Headsup, misleading consumers is what marketing departments do. The fact that you were "mislead" into purchasing AMD products means they did their job.
 
It is done for the currently available (and marketed to consumers) versions. So you agree that they have more or less prototype status and can't be considered as "ready" opposed to what the OP claimed?
No, at CES they have monitors announced and ready , so they left the prototype stage already .
http://blogs.nvidia.com/blog/2014/01/06/nvidia-g-sync-the-missing-link-for-pc-gaming-nirvana/

I didn't want to say it like this but AMD, on the other hand is acting like they are spreading FUD trying to spoll NVIDIA's parade, they deliberately jumped through 3 different misleading theories as to how this thing works and only spilled the truth after NVIDIA's reply. they have no plans to implement until the DP1.3 is finalized, they have no monitors, no decent demos, no drivers .. nothing.

Of course it can be done. Why not?
Many people on many forums said it can't be done, I was thinking of an external scaler connected to the display bypassing the original scaler and doing variable refresh rates, my request was shot down, so I would be more than happy if that indeed works considering I still own a CRT display to this day.
 
Mine too (before it died a year ago, a Dell 3007WFP HC), but I was under the impression that this was rather the exception to the rule. Mostly any other panel I've worked or played with does have a scaler.
That depends, you'll find a lot of the IPS panels that are cheaper are doing so by not bothering with a scaler.
 
That depends, you'll find a lot of the IPS panels that are cheaper are doing so by not bothering with a scaler.
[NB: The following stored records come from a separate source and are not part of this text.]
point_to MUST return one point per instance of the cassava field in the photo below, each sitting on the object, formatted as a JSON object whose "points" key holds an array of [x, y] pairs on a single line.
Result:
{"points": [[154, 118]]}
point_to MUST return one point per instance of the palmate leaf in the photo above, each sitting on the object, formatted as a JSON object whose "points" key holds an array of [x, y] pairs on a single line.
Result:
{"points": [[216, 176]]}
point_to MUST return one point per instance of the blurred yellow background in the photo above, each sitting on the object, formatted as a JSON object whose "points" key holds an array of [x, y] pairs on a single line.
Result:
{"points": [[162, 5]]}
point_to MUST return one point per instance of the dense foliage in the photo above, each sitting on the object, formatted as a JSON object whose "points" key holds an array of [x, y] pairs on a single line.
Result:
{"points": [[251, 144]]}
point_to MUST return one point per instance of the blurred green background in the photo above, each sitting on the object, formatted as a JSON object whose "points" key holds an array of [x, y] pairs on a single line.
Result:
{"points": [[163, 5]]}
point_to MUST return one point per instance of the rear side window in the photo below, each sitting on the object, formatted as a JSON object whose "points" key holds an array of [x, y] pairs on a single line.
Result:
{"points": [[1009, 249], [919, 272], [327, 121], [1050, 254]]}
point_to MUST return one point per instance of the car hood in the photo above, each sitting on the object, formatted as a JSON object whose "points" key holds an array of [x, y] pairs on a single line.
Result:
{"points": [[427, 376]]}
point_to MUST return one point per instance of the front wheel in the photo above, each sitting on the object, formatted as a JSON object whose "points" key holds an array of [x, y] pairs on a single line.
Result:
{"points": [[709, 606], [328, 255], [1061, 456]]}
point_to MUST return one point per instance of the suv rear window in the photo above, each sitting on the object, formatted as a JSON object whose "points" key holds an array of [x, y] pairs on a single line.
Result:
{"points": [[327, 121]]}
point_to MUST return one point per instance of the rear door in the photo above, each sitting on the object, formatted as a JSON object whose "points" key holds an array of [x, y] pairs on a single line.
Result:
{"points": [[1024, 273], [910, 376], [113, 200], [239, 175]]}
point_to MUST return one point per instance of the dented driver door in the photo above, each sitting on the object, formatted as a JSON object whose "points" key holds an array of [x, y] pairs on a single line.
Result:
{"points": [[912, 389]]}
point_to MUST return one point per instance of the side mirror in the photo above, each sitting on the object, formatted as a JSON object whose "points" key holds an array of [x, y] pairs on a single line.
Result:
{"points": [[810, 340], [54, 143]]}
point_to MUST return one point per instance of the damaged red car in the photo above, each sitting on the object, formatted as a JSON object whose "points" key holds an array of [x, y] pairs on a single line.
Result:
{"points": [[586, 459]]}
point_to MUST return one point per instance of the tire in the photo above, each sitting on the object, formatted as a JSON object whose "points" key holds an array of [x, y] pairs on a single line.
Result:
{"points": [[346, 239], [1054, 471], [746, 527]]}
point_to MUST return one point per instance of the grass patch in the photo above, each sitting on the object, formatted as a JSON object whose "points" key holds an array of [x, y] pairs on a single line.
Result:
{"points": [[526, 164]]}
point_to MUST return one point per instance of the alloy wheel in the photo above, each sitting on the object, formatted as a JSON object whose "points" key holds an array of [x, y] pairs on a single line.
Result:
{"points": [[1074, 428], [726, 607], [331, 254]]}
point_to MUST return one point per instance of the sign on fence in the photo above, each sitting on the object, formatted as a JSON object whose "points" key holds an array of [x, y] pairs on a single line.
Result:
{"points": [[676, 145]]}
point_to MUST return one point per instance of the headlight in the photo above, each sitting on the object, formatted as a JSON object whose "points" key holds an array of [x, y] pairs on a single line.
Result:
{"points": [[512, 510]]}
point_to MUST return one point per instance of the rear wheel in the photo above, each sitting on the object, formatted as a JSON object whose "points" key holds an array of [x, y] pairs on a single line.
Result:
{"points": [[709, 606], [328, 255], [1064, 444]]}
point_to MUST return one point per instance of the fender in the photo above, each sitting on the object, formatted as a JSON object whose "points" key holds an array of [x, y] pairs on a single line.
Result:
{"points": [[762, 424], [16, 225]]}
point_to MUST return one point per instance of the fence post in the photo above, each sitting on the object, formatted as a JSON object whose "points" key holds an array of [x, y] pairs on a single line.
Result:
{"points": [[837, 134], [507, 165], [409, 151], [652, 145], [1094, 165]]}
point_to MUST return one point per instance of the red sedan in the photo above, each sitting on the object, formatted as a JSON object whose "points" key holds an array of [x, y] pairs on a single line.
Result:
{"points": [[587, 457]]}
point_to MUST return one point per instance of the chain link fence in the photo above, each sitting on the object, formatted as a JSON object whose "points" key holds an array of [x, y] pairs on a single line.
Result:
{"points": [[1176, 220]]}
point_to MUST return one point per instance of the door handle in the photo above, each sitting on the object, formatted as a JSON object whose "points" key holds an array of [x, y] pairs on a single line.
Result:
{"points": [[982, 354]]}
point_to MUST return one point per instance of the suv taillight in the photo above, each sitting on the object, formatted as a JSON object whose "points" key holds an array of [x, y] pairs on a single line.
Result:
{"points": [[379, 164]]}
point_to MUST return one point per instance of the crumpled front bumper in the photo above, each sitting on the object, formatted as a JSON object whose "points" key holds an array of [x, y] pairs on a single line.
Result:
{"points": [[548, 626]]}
I'll keep an eye out for this, but as I said I have not seen any of those yet (except my own and the other 1st-gen 30-inch LCDs).
 
"FreeSync" is free as in "free country" if not "free beer".

At some point in the future, most monitors and graphics cards will support it, and then it will just be free in the sense that it won't require any additional cost. And it's pretty much free in laptops already.
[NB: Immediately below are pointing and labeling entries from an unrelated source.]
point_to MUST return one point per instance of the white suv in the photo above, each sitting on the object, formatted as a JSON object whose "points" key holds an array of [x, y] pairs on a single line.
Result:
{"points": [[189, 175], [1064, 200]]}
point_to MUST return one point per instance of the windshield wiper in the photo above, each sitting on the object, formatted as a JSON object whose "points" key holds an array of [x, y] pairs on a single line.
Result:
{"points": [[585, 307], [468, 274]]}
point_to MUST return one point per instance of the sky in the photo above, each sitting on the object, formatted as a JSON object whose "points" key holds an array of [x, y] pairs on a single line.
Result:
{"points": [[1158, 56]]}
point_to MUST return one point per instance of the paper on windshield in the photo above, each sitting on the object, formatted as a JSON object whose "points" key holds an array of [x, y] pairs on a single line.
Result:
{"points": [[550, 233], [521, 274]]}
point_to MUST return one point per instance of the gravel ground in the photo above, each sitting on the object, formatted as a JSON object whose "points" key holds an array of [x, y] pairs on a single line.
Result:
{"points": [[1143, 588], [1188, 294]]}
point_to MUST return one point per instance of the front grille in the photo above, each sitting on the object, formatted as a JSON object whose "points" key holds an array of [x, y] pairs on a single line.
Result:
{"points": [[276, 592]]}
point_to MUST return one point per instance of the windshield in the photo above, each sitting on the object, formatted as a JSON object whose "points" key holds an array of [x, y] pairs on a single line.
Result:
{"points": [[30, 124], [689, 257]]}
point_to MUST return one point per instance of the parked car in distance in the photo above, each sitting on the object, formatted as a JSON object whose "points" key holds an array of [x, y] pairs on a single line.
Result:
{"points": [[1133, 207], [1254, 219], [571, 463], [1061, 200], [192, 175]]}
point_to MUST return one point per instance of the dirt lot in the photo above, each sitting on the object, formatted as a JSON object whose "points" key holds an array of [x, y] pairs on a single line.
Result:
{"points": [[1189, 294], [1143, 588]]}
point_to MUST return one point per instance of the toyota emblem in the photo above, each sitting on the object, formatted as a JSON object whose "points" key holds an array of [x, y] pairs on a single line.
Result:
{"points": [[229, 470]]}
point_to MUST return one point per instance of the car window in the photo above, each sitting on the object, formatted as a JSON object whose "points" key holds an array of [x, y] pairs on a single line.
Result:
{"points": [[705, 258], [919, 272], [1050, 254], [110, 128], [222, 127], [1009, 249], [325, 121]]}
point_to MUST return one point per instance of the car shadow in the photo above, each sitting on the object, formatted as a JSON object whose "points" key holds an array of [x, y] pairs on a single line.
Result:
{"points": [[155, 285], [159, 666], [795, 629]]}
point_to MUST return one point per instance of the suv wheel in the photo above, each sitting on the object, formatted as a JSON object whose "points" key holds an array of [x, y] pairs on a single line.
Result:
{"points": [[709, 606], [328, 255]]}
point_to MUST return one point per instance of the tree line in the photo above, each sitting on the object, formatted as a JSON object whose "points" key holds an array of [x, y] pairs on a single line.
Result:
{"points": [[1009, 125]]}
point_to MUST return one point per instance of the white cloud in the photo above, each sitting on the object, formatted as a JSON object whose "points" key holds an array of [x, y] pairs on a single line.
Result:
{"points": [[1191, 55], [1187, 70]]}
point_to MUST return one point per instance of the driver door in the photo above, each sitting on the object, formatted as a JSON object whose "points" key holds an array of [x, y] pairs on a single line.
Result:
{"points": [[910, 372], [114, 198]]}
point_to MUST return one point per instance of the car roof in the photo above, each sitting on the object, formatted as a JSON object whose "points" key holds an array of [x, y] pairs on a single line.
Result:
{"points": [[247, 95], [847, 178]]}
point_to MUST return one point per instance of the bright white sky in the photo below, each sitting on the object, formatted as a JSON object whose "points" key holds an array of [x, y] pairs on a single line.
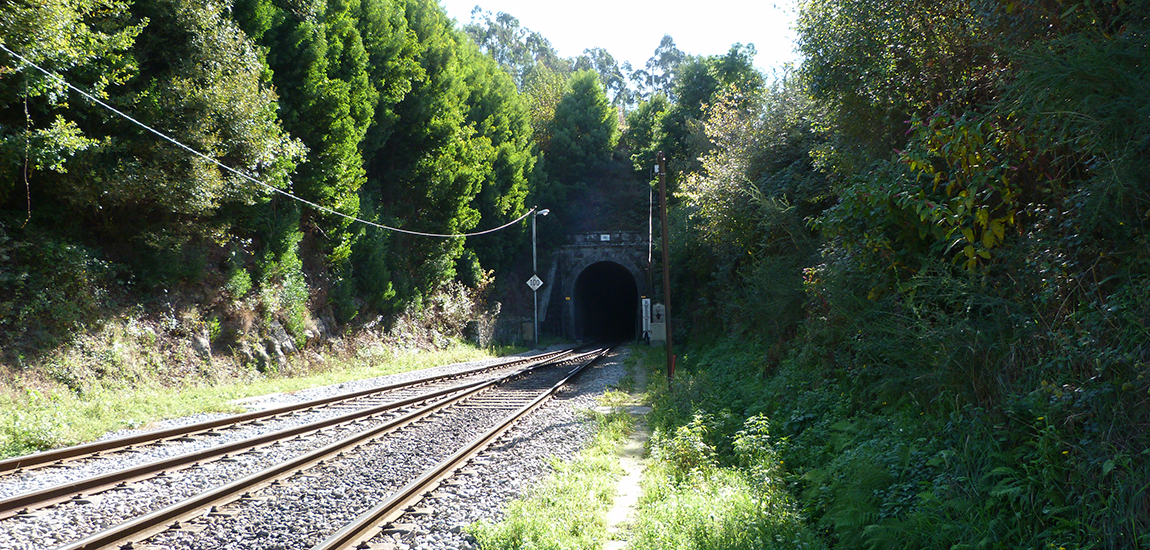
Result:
{"points": [[631, 29]]}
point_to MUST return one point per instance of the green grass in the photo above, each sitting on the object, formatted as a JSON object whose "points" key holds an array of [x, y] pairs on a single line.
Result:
{"points": [[568, 510], [719, 511], [33, 420]]}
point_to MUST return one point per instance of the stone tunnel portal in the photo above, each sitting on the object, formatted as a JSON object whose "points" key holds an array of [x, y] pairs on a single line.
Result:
{"points": [[606, 303]]}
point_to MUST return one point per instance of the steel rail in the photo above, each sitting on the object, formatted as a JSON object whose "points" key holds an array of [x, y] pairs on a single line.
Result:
{"points": [[145, 526], [369, 524], [58, 456], [40, 498]]}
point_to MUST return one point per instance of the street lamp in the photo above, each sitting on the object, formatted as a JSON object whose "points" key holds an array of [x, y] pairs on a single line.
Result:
{"points": [[535, 275]]}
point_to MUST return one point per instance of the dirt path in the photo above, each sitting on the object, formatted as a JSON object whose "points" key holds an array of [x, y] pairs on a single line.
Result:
{"points": [[633, 461]]}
But at this point won't gsync also be free since you wont need a dedicated gsync module?
 
I didn't want to say it like this but AMD, on the other hand is acting like they are spreading FUD trying to spoll NVIDIA's parade, they deliberately jumped through 3 different misleading theories as to how this thing works and only spilled the truth after NVIDIA's reply. they have no plans to implement until the DP1.3 is finalized, they have no monitors, no decent demos, no drivers .. nothing.

Thank you. This sums it up for me. That is why I strongly believe this entire free-sync thing was done to "rain" on nvidia's parade so to speak. They don't have monitors, they don't have DP 1.3, so why bother to show it to the press? OR, if you're going to show it to the press, tell the press the applicable details of time to market and the requirements. AMD did not do this, and that's why it seems so disingenuous.

I have no love for nvidia, in fact I spent many years holding a grudge against them due to their rather inflated pricing. Yet on their part - I will say they didn't show a THING until they had everything lined up - monitor manufacturers, an upgrade program, the variable refresh control board, and a release time frame. As far as I can tell, AMD has none of these things. And they called their implementation "free-sync" as a direct meme of nvidia's "g-sync". Essentially, G-sync is ready to go. Whereas, free-sync? When? What monitor manufacturers? AMD Should have been more CLEAR about this at their tech demo.

Now I more than welcome an alternative. But maybe AMD should spilled more details at their tech demonstration. Every website known to man thought that this meant a g-sync alternative was coming real soon, yet AMD didn't tell them the caveats associated with free-sync. So naturally there will be some kick-back when people learn the details about free-sync that weren't initially provided.